As shown in the perspective view of FIG. 4, the duplexer (10) has one of an F-type plug and an F-type jack that are F-type connectors, for example, an input terminal that is an F-type jack in the illustrated example. (10a), a terrestrial television output terminal (10c) and a satellite broadcast output terminal (10b). Between an input terminal and (10a) and the satellite output terminal (10b) is a circuit arrangement having a current supply function. The satellite broadcast output terminal (10b) includes, for example, a first erroneous connection prevention mechanism (10d) as illustrated. The erroneous connection preventing mechanism (10d) may be, for example, two grooves as illustrated.

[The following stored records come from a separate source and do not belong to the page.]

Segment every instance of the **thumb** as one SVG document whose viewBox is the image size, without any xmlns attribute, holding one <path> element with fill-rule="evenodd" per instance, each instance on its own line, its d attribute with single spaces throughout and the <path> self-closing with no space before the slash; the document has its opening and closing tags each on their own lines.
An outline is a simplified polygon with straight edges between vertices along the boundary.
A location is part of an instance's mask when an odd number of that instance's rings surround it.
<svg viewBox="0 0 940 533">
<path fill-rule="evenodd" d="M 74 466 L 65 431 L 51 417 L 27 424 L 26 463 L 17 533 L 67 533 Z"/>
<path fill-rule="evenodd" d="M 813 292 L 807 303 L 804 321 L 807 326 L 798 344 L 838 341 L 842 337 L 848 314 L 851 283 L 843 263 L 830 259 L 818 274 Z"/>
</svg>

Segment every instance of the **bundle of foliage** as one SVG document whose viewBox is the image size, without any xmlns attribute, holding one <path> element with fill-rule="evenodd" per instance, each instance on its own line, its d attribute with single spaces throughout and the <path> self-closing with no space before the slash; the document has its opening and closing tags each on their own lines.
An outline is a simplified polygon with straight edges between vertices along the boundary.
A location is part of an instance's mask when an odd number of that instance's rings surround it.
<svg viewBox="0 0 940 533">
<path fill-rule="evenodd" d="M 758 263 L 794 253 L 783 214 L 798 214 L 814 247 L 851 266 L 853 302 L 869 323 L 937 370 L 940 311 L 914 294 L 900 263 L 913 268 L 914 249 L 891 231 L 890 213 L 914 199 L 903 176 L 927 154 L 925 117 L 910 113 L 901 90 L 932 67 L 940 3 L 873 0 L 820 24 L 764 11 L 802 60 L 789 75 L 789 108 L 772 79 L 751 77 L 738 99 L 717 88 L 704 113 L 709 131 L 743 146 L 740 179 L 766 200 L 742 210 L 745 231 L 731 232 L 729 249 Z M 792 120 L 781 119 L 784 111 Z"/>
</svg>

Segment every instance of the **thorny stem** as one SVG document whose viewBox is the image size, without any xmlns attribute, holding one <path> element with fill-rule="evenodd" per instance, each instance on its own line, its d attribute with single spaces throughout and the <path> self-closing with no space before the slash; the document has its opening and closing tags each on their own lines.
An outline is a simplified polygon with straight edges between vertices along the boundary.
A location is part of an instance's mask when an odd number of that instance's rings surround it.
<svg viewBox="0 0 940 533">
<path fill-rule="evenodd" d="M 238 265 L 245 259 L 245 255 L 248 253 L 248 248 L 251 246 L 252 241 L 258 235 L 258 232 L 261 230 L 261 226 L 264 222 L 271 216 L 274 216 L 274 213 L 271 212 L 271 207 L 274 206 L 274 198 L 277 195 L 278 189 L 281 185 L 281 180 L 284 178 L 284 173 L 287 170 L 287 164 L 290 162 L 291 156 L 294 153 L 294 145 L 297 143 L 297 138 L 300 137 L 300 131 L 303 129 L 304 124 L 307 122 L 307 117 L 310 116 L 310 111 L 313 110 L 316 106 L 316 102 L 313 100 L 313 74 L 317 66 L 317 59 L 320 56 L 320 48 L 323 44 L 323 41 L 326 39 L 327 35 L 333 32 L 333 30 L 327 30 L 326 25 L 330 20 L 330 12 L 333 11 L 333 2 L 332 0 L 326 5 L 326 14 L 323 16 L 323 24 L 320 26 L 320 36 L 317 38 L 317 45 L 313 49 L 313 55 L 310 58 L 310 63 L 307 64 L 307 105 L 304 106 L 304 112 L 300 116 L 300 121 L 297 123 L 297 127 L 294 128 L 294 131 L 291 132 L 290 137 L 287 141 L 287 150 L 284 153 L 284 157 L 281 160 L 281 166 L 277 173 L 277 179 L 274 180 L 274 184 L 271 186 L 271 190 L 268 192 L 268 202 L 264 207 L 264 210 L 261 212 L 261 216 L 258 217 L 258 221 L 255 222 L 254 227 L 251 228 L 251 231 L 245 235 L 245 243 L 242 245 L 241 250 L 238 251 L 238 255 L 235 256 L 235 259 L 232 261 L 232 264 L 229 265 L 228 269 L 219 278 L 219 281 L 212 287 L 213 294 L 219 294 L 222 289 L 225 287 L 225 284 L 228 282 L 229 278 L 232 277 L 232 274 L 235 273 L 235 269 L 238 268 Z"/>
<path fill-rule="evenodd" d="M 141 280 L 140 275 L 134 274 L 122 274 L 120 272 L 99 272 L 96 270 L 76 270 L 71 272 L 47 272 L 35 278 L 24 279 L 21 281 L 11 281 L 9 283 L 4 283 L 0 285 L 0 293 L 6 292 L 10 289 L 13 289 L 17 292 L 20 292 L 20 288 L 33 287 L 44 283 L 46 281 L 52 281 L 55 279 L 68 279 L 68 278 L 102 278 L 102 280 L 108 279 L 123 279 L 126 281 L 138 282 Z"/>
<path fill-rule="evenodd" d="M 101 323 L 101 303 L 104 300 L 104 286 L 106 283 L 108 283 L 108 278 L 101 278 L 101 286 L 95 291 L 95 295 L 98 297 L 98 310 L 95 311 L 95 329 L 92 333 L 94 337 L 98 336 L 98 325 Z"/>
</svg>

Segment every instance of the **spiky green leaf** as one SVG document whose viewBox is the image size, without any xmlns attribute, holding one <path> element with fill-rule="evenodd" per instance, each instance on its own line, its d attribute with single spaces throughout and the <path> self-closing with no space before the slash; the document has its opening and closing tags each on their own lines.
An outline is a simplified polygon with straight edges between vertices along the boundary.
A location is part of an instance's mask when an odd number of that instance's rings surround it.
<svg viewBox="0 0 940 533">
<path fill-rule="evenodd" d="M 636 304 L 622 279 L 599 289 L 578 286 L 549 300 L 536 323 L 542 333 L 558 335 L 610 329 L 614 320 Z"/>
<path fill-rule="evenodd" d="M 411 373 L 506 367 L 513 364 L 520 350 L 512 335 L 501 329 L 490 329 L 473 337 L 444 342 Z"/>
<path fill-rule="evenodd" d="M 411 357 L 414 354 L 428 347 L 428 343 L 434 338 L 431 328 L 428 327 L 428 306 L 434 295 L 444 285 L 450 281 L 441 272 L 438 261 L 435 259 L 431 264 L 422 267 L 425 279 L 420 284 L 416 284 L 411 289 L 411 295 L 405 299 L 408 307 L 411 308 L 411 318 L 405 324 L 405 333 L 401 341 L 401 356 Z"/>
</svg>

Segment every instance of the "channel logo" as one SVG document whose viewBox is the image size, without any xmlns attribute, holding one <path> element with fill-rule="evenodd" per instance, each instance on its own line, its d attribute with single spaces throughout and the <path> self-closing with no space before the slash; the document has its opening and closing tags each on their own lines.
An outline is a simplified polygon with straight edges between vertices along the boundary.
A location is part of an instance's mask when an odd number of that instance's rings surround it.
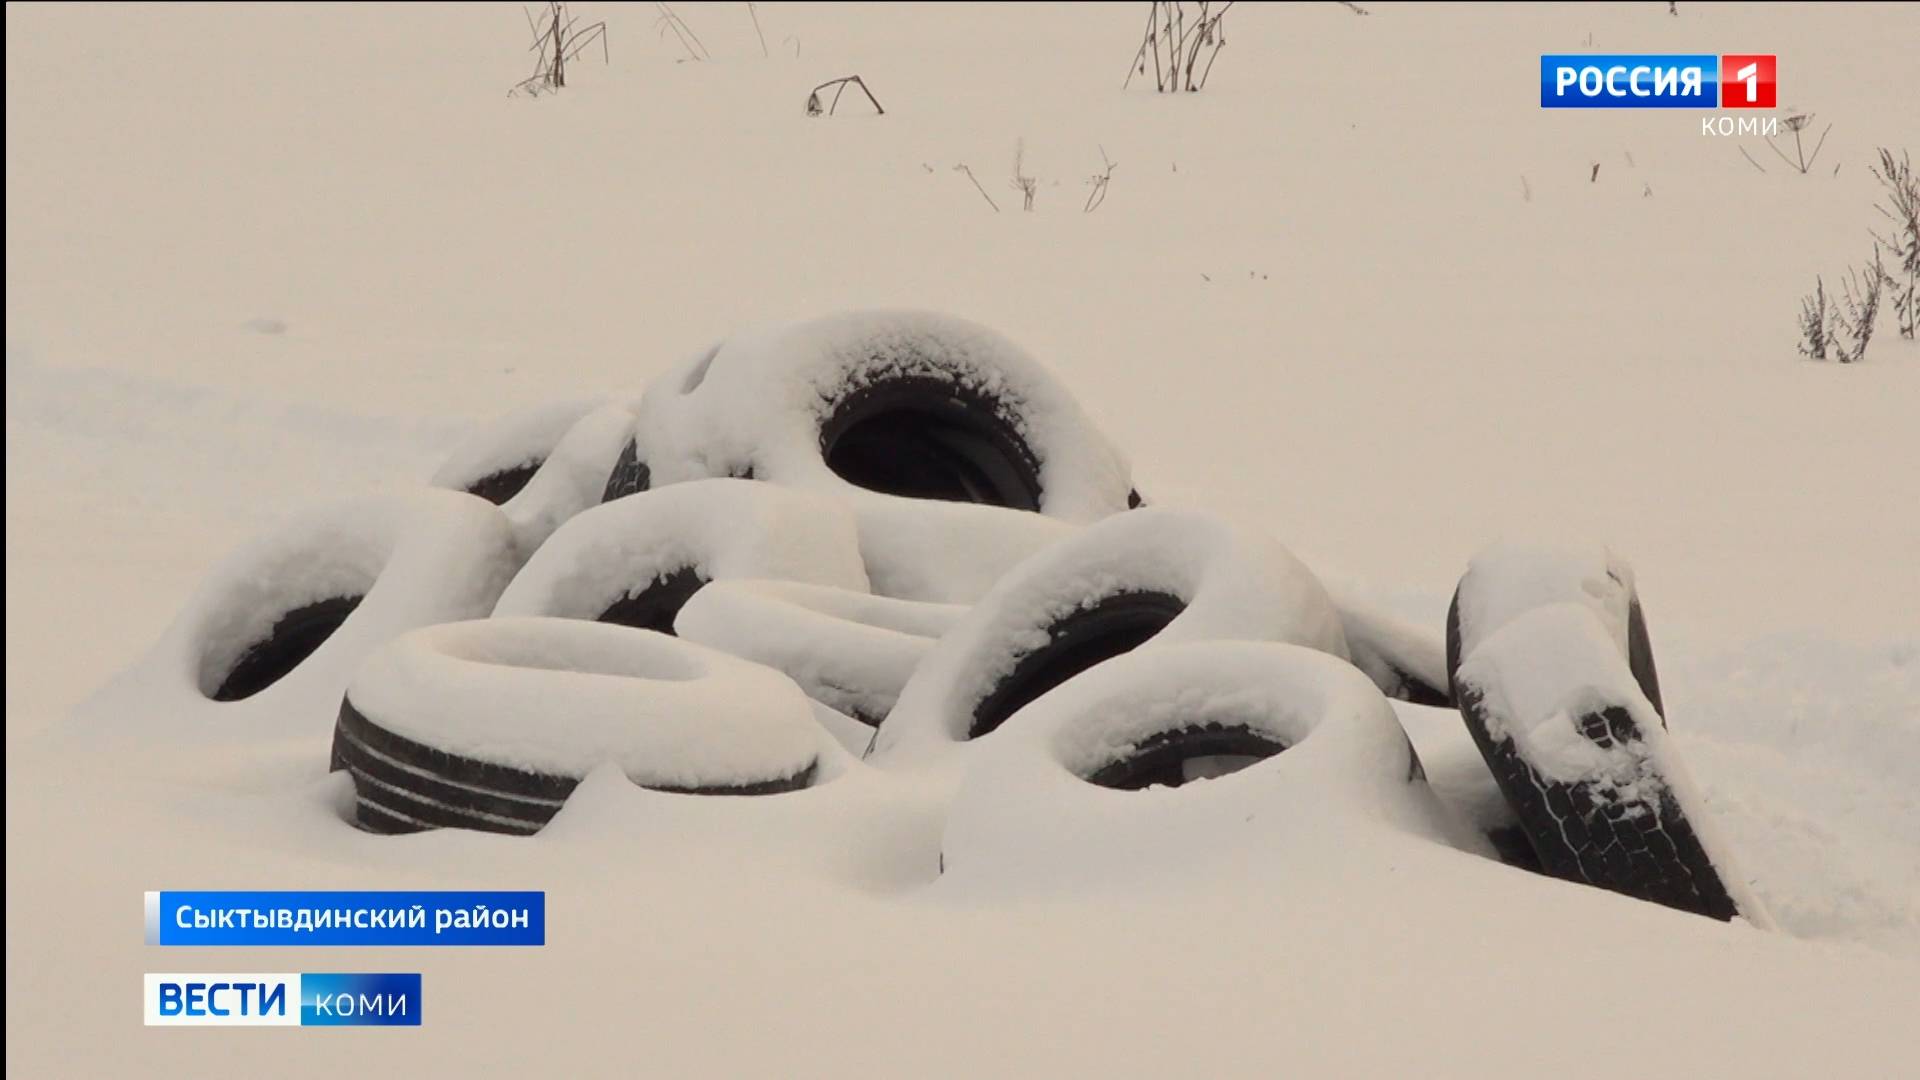
<svg viewBox="0 0 1920 1080">
<path fill-rule="evenodd" d="M 1779 102 L 1771 53 L 1546 54 L 1543 109 L 1771 109 Z"/>
<path fill-rule="evenodd" d="M 417 974 L 147 975 L 148 1027 L 418 1027 Z"/>
</svg>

  As shown in FIG. 5, the duplexer AC adapter (20) includes, for example, an F-type DC output terminal (20a) having an F-shaped plug shape in the illustrated example, and the F-type DC output terminal (20a) is It can be connected to the satellite broadcast output terminal (10b). That is, the F-type DC output terminal (20a) includes a second erroneous connection prevention mechanism (20b) corresponding to the first erroneous connection prevention mechanism (10d) provided in the satellite broadcast output terminal (10b). The second erroneous connection preventing mechanism (20b) may be, for example, a protrusion protruding from the insertion end as illustrated. Accordingly, the duplexer AC adapter (20) corresponds to the shape of the F-type DC output terminal (20a), but does not have a corresponding erroneous connection prevention mechanism. Although it cannot be connected to the shape (that is, the terrestrial television output terminal (10c) or the like), it can be connected to the satellite broadcast output terminal (10b).

  Further, as shown in the circuit diagram of the F-type DC output terminal (20a) in FIG. 6, a circuit that acts as a termination when connected to the duplexer (10) is incorporated in the F-type DC output terminal (20a). To do.

  By adding such a termination circuit, it is possible to supply power to the active antenna using the duplexer AC adapter (20) without affecting the high frequency characteristics of the duplexer (10). Become.

  FIG. 2 shows a configuration diagram in which satellite broadcasts are mixed and connected using the above-described embodiment of the active antenna demultiplexing device of the present invention.

  The converter power supply of the satellite broadcast receiving antenna (4) is supplied from the satellite broadcast receiver (3) to the high frequency transmission cable (5), the satellite broadcast output terminal (10b) of the duplexer (10), the input terminal (10a), and the high frequency. It is sent to the converter of the satellite broadcast receiving antenna (4) via the transmission cable (5), the output terminal (1a) of the active antenna (1) and the satellite broadcast input terminal (1b), and the amplifier of the active antenna (1) The power necessary to operate the TV is also supplied from the satellite broadcast receiver (3). The satellite broadcast signal is mixed with the terrestrial television signal by the satellite broadcast mixing circuit built in the active antenna (1), and is separated from the active antenna (1) through the high-frequency transmission cable (5). To a satellite broadcast signal and a terrestrial television signal at a demultiplexer (10), and from each output terminal (10b), (10c) of the demultiplexer (10). These are respectively supplied to the input terminals of the corresponding satellite broadcast receiver (3) via a high-frequency transmission cable and sent to the satellite broadcast receiver (3) and the television receiver (2).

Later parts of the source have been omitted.